Shallow marine ecosystem collapse and recovery during the Paleocene-Eocene Thermal Maximum

Abstract

The Paleocene-Eocene Thermal Maximum (PETM), the most well-studied transient hyperthermal event in Earth history, is characterized by prominent and dynamic changes in global marine ecosystems. Understanding such biotic responses provides valuable insights into future scenarios in the face of anthropogenic warming. However, evidence of the PETM biotic responses is largely biased towards deep-sea records, whereas shallow-marine evidence remains scarce and elusive. Here we investigate a shallow-marine microfaunal record from Maryland, eastern United States, to comprehensively document the shallow-marine biotic response to the PETM. We applied birth-death modeling to estimate the local diversity dynamics, combined with evaluation of time-variable preservation artifacts. We discovered strong increase of species disappearance and appearance predating the onset and at the final recovery phase of the PETM, respectively.
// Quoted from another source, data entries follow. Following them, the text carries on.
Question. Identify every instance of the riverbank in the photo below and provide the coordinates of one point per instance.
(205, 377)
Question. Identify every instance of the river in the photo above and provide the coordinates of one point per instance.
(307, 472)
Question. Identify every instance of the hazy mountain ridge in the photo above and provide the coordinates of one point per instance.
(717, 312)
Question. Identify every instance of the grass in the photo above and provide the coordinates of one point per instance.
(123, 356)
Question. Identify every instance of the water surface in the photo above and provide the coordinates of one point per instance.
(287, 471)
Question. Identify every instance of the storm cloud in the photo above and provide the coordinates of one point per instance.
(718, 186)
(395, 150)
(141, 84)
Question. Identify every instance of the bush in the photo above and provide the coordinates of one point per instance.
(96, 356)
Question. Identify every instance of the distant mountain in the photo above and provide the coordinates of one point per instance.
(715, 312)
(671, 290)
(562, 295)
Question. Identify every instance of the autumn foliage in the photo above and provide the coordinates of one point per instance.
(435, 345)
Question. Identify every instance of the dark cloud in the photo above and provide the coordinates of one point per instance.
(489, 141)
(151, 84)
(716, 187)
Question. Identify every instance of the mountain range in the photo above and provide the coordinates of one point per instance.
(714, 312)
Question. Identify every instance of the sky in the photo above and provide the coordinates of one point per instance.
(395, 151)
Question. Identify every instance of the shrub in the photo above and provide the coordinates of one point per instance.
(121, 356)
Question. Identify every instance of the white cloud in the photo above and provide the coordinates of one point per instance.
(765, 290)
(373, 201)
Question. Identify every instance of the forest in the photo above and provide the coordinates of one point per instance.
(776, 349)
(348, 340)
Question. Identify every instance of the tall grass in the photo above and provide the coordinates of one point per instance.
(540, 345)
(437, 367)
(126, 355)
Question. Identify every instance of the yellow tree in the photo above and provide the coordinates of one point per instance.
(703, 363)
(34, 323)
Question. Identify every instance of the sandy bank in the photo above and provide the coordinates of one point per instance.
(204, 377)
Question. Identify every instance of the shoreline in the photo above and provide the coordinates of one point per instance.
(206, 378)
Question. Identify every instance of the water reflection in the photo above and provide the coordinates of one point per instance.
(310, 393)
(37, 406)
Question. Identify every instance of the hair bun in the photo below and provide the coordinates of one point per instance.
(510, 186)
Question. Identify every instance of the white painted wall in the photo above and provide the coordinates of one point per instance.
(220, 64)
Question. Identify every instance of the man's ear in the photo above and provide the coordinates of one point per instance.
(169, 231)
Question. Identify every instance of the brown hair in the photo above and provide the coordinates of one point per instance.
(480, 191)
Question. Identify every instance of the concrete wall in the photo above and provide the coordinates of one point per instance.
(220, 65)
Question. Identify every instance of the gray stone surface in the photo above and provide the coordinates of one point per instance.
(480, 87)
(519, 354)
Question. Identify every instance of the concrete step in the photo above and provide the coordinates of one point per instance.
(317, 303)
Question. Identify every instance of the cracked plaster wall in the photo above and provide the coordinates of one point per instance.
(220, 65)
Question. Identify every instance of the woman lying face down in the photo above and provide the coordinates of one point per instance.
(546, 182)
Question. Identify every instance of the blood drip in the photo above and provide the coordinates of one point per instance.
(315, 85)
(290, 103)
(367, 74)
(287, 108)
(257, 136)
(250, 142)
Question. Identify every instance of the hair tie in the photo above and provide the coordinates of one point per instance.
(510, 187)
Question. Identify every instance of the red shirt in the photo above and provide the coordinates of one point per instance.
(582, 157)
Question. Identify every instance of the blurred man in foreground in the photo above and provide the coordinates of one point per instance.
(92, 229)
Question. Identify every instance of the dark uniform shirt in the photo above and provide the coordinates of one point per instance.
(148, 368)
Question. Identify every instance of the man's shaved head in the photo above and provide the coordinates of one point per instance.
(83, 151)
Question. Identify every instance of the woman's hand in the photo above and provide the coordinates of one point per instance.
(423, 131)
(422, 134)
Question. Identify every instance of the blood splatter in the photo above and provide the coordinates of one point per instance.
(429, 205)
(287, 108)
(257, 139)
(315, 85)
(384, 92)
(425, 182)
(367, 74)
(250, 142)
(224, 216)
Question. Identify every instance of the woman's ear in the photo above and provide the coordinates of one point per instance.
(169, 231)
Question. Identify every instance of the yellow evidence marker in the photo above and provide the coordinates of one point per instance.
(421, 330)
Our paleoecological analyses indicate that bathymetric habitat compression due to extreme warmth and oxygen minimum zone expansion caused shallow-marine benthic species extirpation and ecosystem perturbation during the PETM; and that rapid recovery and diversification followed the PETM disaster, thus contributing new understanding to the shallow-marine biotic changes in a broad context of global warming. • Local extinction event predates the Paleocene-Eocene Thermal Maximum (PETM) onset. • Rapid local diversification occurred when the PETM anomalies terminated. • A clear perturbation-recovery pattern of the shallow-marine ecosystem across PETM. • Habitat compression by warming and deoxygenation led to local PETM extinction. • Biodiversity loss by hyperthermal events may be irreversible.